In [1]:
import pandas as pd

In [2]:
df = pd.read_csv("/data/insurance.csv")
df.head()

Unnamed: 0,age,gender,bmi,children,smoker,region,charges
0,19,female,27.9,0,yes,southwest,16884.924
1,18,male,33.77,1,no,southeast,1725.5523
2,28,male,33.0,3,no,southeast,4449.462
3,33,male,22.705,0,no,northwest,21984.47061
4,32,male,28.88,0,no,northwest,3866.8552


In [3]:
target = "charges"
X = df.drop(columns=target)
y = df[target]

In [4]:
X_dummy = pd.get_dummies(X, drop_first=True)
X_dummy.head()

Unnamed: 0,age,bmi,children,gender_male,smoker_yes,region_northwest,region_southeast,region_southwest
0,19,27.9,0,0,1,0,0,1
1,18,33.77,1,1,0,0,1,0
2,28,33.0,3,1,0,0,1,0
3,33,22.705,0,1,0,1,0,0
4,32,28.88,0,1,0,1,0,0


In [5]:
import numpy as np

In [6]:
np.random.seed(134234)
(np.random.random(10) * 100).astype("int")

array([59, 29, 88,  3, 56, 37, 35, 53, 26, 32])

In [7]:
from sklearn import model_selection, linear_model, metrics, preprocessing

In [8]:
X_train, X_test, y_train, y_test = model_selection.train_test_split(X_dummy, y
                                            , test_size = 0.3, random_state = 1)

In [9]:
len(X_train)/len(df)

0.6995515695067265

In [10]:
lr = linear_model.LinearRegression()
lr.fit(X_train, y_train)

LinearRegression(copy_X=True, fit_intercept=True, n_jobs=None,
         normalize=False)

In [11]:
y_train_pred = lr.predict(X_train)
y_test_pred = lr.predict(X_test)

In [12]:
summary = pd.DataFrame({"actual": y_train, "prediction": y_train_pred})
summary["residual"] = summary.actual - summary.prediction
summary.head()

Unnamed: 0,actual,prediction,residual
744,8827.2099,9472.264706,-645.054806
363,2597.779,2233.928867,363.850133
10,2721.3208,3423.054245,-701.733445
970,10702.6424,10718.882756,-16.240356
634,9391.346,13789.363595,-4398.017595


In [13]:
mse_training = np.mean(summary.residual ** 2)
mse_training

36476790.76410683

In [14]:
rmse_training = np.sqrt(mse_training)
rmse_training

6039.601871324536

In [15]:
metrics.mean_squared_error(y_train, y_train_pred)

36476790.76410686

In [16]:
mae_train = np.mean(np.abs(summary.residual))
mae_train

4154.405109254062

In [17]:
rmse_training = np.sqrt(metrics.mean_squared_error(y_train, y_train_pred))
rmse_test = np.sqrt(metrics.mean_squared_error(y_test, y_test_pred))

rmse_training, rmse_test


(6039.6018713245385, 6063.12265685045)

In [18]:
baseline = np.mean(y_train)

In [19]:
SST = np.sum((y_train - baseline) **2)
SSE = np.sum((y_train-y_train_pred) ** 2)
SSE/SST

0.24544425073668388

In [20]:
r2 = 1 - SSE/SST
r2

0.7545557492633161

In [21]:
metrics.r2_score(y_train, y_train_pred), metrics.r2_score(y_test, y_test_pred)
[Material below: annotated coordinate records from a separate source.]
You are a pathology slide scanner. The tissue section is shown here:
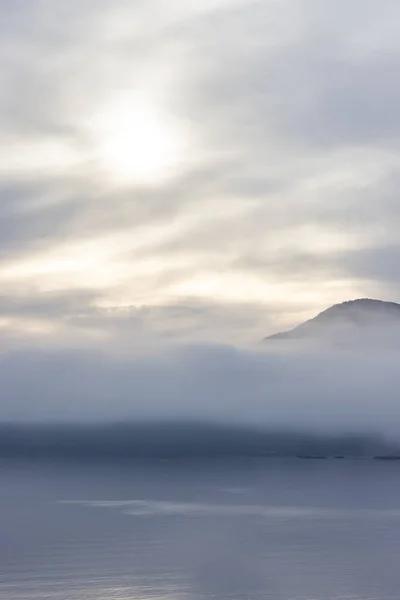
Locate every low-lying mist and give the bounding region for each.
[0,336,400,454]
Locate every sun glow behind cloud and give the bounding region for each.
[89,97,187,186]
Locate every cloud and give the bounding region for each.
[0,0,400,340]
[0,336,399,442]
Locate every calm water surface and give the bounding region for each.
[0,459,400,600]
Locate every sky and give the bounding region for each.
[0,0,400,344]
[0,0,400,431]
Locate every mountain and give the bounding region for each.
[264,298,400,341]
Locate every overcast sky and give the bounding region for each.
[0,0,400,343]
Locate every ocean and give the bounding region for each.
[0,457,400,600]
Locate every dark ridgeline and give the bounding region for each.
[264,298,400,341]
[0,422,400,460]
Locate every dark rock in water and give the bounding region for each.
[297,454,328,460]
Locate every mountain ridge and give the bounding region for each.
[264,298,400,341]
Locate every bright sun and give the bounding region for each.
[93,102,183,185]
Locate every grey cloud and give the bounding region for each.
[0,345,399,434]
[0,0,400,335]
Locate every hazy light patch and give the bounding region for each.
[86,96,187,185]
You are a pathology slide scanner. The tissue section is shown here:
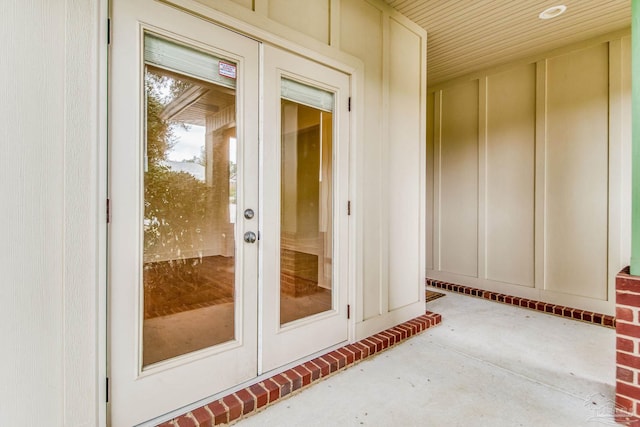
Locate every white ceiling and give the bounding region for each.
[385,0,631,86]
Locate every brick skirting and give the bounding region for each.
[159,311,442,427]
[426,278,616,329]
[616,267,640,426]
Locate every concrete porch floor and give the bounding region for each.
[236,289,616,427]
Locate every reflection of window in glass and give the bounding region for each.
[142,34,236,366]
[280,79,333,324]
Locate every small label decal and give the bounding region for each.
[218,61,237,79]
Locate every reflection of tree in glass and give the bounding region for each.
[144,69,209,286]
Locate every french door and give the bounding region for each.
[108,0,349,426]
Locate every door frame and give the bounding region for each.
[107,0,260,425]
[103,0,364,422]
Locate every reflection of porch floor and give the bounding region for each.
[154,291,616,427]
[144,256,235,319]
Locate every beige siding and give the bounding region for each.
[340,0,384,319]
[425,93,435,274]
[426,34,630,314]
[486,64,536,286]
[231,0,253,9]
[386,19,424,310]
[545,44,609,299]
[269,0,331,44]
[437,80,478,277]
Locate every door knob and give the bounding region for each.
[244,231,256,243]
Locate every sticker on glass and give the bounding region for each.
[218,61,237,79]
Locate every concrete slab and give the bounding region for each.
[237,293,615,427]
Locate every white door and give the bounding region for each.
[261,46,349,372]
[108,0,349,426]
[109,0,259,426]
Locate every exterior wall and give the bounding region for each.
[0,0,426,426]
[0,0,106,426]
[426,32,630,314]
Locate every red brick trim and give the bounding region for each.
[426,278,616,329]
[159,311,442,427]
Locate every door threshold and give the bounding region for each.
[158,311,442,427]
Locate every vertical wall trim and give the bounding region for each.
[534,59,547,290]
[607,39,624,301]
[631,0,640,276]
[433,90,442,271]
[329,0,341,49]
[379,6,393,314]
[477,76,489,279]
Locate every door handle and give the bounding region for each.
[244,231,256,243]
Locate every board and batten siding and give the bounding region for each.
[0,0,107,426]
[426,31,631,314]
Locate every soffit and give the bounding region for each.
[385,0,631,86]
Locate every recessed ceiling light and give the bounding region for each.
[538,4,567,19]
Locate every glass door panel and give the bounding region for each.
[280,97,333,325]
[142,34,237,367]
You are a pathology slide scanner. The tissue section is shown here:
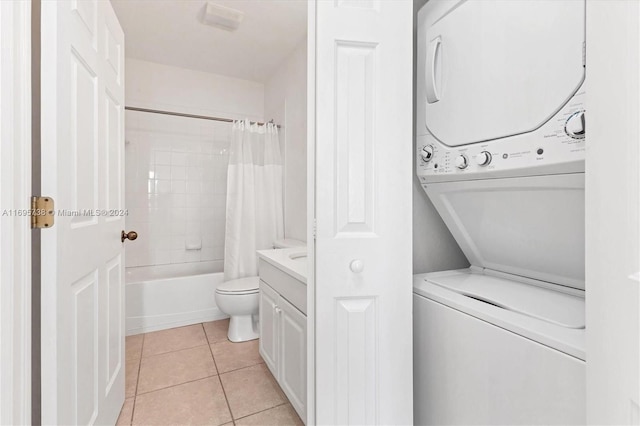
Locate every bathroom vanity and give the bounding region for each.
[258,247,307,422]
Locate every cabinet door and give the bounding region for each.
[260,280,280,378]
[278,298,307,419]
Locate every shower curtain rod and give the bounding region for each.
[124,106,280,129]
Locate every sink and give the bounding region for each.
[289,251,307,261]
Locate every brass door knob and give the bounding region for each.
[120,231,138,243]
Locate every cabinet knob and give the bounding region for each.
[349,259,364,274]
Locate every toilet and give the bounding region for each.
[215,239,306,342]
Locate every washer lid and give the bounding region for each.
[425,173,585,290]
[216,277,260,293]
[418,0,585,146]
[425,273,585,329]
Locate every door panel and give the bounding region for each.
[41,0,124,424]
[278,297,307,419]
[585,1,640,425]
[310,0,413,424]
[259,281,280,377]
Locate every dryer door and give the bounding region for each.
[418,0,585,146]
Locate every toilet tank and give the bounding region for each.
[273,238,307,248]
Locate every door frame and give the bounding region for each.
[306,0,317,425]
[0,1,32,424]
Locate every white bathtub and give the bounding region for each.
[125,262,227,336]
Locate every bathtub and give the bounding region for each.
[125,262,228,336]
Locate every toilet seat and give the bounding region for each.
[216,277,260,295]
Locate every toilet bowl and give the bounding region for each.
[215,239,306,342]
[215,277,260,342]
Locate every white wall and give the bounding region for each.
[125,58,264,271]
[585,0,640,425]
[413,0,469,274]
[125,58,264,120]
[264,38,307,245]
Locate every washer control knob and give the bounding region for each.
[456,154,469,170]
[420,145,433,163]
[564,110,585,139]
[476,151,491,166]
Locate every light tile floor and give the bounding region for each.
[118,320,303,426]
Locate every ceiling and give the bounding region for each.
[111,0,307,82]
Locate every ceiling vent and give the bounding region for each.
[202,2,244,31]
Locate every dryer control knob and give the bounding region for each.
[420,145,433,163]
[456,154,469,170]
[564,111,585,139]
[476,151,491,166]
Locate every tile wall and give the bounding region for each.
[125,111,231,271]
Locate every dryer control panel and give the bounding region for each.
[416,88,586,184]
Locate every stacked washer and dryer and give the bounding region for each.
[414,0,586,424]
(0.7545557492633161, 0.7405989316927212)

In [22]:
target = "charges"
X = df.drop(columns=target)
y = df[target]

X_dummy = pd.get_dummies(X, drop_first=True)
X_train, X_test, y_train, y_test = model_selection.train_test_split(X_dummy, y
                                            , test_size = 0.3, random_state = 1)


scaler = preprocessing.StandardScaler()
X_train = scaler.fit_transform(X_train.values.astype("float"))
X_test = scaler.transform(X_test.values.astype("float"))
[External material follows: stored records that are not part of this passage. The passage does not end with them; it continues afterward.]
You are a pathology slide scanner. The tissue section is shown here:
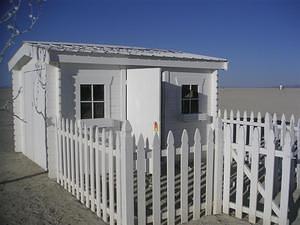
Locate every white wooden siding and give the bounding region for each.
[60,64,121,120]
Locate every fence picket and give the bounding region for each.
[70,120,75,195]
[213,117,223,214]
[249,128,260,224]
[223,109,227,120]
[74,121,80,199]
[223,124,232,214]
[78,122,84,204]
[57,117,63,185]
[205,127,214,215]
[66,119,71,192]
[84,124,90,208]
[62,119,67,189]
[257,112,262,140]
[235,126,245,219]
[95,127,101,217]
[89,127,95,212]
[229,110,234,142]
[116,132,122,225]
[121,120,134,225]
[180,130,189,223]
[279,132,292,225]
[137,135,146,225]
[101,128,107,222]
[296,119,300,189]
[108,130,115,225]
[263,130,275,225]
[193,128,203,220]
[167,131,175,225]
[280,114,286,147]
[152,133,161,225]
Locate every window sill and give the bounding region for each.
[81,118,121,130]
[181,113,212,122]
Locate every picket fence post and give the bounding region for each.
[205,127,214,216]
[223,124,232,214]
[279,132,292,225]
[213,117,223,214]
[167,131,176,225]
[297,119,300,189]
[121,120,134,225]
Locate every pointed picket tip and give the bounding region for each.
[273,113,277,124]
[216,117,222,129]
[265,112,270,121]
[223,109,227,120]
[167,131,174,146]
[108,130,113,146]
[122,120,132,133]
[66,118,69,131]
[236,110,241,120]
[250,111,254,122]
[70,120,73,132]
[237,126,245,140]
[290,114,295,124]
[251,127,260,143]
[281,113,286,122]
[138,134,144,150]
[194,128,201,143]
[61,118,66,130]
[101,128,105,137]
[95,127,99,136]
[153,133,160,149]
[224,124,232,140]
[257,112,261,122]
[283,131,292,153]
[181,129,189,144]
[265,113,272,128]
[218,109,222,117]
[268,130,275,146]
[243,111,248,121]
[230,109,233,120]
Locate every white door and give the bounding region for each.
[127,68,161,145]
[23,67,47,169]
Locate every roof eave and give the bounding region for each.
[56,54,228,70]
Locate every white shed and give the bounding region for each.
[9,41,228,176]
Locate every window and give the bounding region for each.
[80,84,104,119]
[181,85,199,114]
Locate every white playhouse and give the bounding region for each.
[9,41,228,176]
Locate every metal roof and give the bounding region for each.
[24,41,227,62]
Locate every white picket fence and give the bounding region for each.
[219,111,300,224]
[56,112,300,225]
[57,119,214,225]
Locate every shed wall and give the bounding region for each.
[162,70,216,146]
[60,64,121,123]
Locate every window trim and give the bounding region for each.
[74,70,113,121]
[79,83,105,120]
[180,84,201,115]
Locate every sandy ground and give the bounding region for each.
[0,89,300,225]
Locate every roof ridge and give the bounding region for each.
[23,41,227,62]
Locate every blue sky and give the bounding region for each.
[0,0,300,87]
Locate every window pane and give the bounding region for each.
[80,103,92,119]
[93,84,104,101]
[191,100,199,113]
[80,85,92,101]
[181,85,190,98]
[181,100,190,113]
[94,102,104,118]
[191,85,198,98]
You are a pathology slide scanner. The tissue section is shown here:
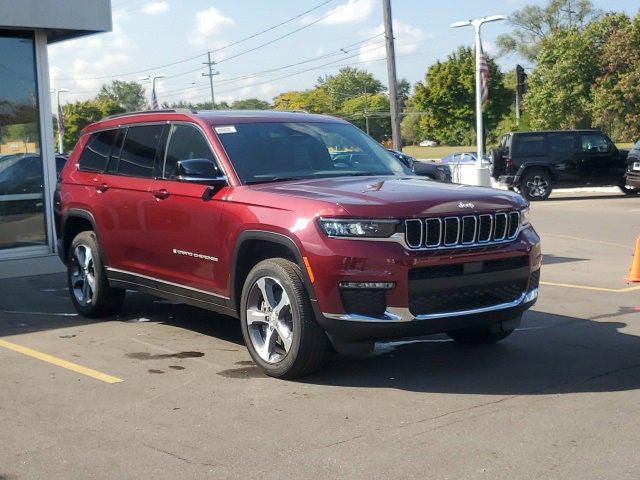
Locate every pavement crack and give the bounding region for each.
[143,443,217,467]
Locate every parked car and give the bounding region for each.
[491,130,637,200]
[625,140,640,188]
[55,110,542,377]
[389,150,451,183]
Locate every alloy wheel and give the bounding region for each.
[246,277,293,363]
[71,245,96,307]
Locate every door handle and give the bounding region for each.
[152,188,169,200]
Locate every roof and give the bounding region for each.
[82,109,348,133]
[0,0,112,43]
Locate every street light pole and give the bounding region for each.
[51,88,69,154]
[450,15,507,186]
[139,73,166,110]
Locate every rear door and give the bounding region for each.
[547,132,583,184]
[145,123,228,300]
[96,124,168,275]
[579,132,624,185]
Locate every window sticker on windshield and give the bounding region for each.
[216,125,237,133]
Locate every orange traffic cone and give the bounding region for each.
[627,237,640,282]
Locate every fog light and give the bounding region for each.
[340,282,396,290]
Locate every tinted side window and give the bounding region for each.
[549,133,575,153]
[582,132,609,153]
[78,130,116,172]
[162,124,215,178]
[118,125,164,178]
[514,135,546,157]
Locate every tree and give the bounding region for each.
[411,47,513,145]
[62,99,125,151]
[231,98,271,110]
[497,0,600,61]
[524,15,624,129]
[96,80,147,112]
[590,14,640,141]
[339,93,391,141]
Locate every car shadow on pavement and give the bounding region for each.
[300,312,640,395]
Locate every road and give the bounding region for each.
[0,189,640,480]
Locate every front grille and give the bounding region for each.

lr = linear_model.LinearRegression()
lr.fit(X_train, y_train)

y_train_pred = lr.predict(X_train)
y_test_pred = lr.predict(X_test)

rmse_training = np.sqrt(metrics.mean_squared_error(y_train, y_train_pred))
rmse_test = np.sqrt(metrics.mean_squared_error(y_test, y_test_pred))

r2_training = metrics.r2_score(y_train, y_train_pred)
r2_test = metrics.r2_score(y_test, y_test_pred)
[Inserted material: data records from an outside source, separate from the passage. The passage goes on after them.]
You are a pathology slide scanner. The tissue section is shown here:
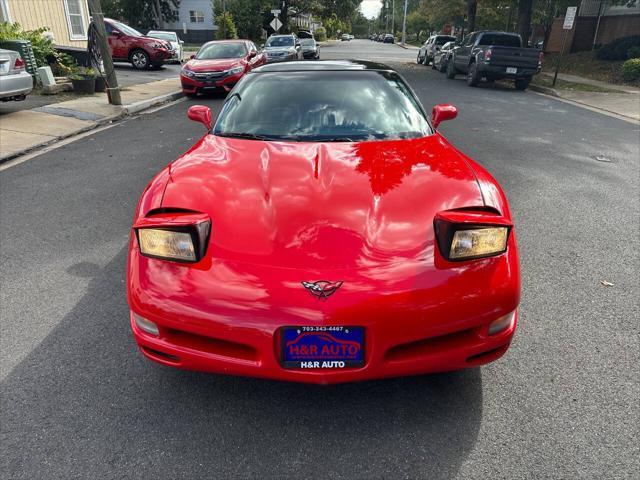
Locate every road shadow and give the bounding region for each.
[0,249,482,479]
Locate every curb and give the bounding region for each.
[0,90,182,165]
[528,83,561,98]
[123,90,182,115]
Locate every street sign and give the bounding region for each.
[269,17,282,32]
[562,7,578,30]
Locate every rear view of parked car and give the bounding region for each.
[447,31,544,90]
[418,35,456,65]
[104,18,173,70]
[300,38,320,60]
[264,35,302,63]
[147,30,184,63]
[0,49,33,102]
[431,41,456,72]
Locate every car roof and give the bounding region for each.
[252,60,395,73]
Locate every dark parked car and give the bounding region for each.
[447,31,543,90]
[264,34,302,63]
[431,41,456,72]
[180,40,267,96]
[104,18,173,70]
[300,38,320,60]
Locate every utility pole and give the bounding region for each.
[88,0,122,105]
[402,0,409,47]
[391,0,396,33]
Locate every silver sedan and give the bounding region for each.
[0,49,33,102]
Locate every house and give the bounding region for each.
[164,0,218,43]
[546,0,640,52]
[0,0,89,50]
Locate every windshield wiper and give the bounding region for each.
[214,132,274,141]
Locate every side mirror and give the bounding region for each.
[187,105,213,132]
[432,103,458,128]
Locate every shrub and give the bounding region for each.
[313,27,327,42]
[597,35,640,60]
[622,58,640,83]
[0,22,75,67]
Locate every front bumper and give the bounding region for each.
[0,72,33,99]
[180,72,244,94]
[127,240,520,384]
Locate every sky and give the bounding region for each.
[360,0,382,18]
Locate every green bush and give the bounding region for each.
[0,22,75,69]
[313,27,327,42]
[597,35,640,60]
[622,58,640,83]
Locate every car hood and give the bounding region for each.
[185,58,242,72]
[265,46,294,53]
[162,134,484,271]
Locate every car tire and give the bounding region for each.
[446,58,456,80]
[129,48,151,70]
[467,62,480,87]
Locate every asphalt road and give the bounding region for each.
[0,41,640,479]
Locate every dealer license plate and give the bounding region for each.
[281,326,364,369]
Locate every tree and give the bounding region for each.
[517,0,533,46]
[216,12,238,40]
[101,0,180,30]
[467,0,478,32]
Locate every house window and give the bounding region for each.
[189,10,204,23]
[64,0,87,40]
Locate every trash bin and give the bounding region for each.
[0,40,38,76]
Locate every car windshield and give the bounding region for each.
[196,43,246,60]
[478,33,521,47]
[113,22,142,37]
[267,37,293,47]
[147,32,178,42]
[436,37,455,45]
[214,71,431,142]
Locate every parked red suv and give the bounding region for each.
[104,18,173,70]
[180,40,267,96]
print("rmse_training: ", rmse_training)
print("rmse_test", rmse_test)
print("r2_training: ", r2_training)
print("r2_test", r2_test)

rmse_training:  6039.6018713245385
rmse_test 6063.122656850451
r2_training:  0.7545557492633161
r2_test 0.7405989316927211


In [23]:
pd.DataFrame({"coefficient": lr.coef_, "feature": X_dummy.columns})

Unnamed: 0,coefficient,feature
0,3528.982731,age
1,1961.655208,bmi
2,421.550164,children
3,-141.35911,gender_male
4,9733.786883,smoker_yes
5,-129.545886,region_northwest
6,-414.541483,region_southeast
7,-379.095344,region_southwest


In [24]:
lr.intercept_

13276.698553898505

In [45]:
target = "charges"
X = df.drop(columns=target)
X["high_bmi"] = np.where(X["bmi"]>30, 1, 0)
X["age_group"] = np.where(X["age"]>50, "g1", "g2")

y = df[target]

X_dummy = pd.get_dummies(X, drop_first=True)
X_train, X_test, y_train, y_test = model_selection.train_test_split(X_dummy, y
                                            , test_size = 0.3, random_state = 1)


scaler = preprocessing.StandardScaler()
X_train = scaler.fit_transform(X_train.values.astype("float"))
X_test = scaler.transform(X_test.values.astype("float"))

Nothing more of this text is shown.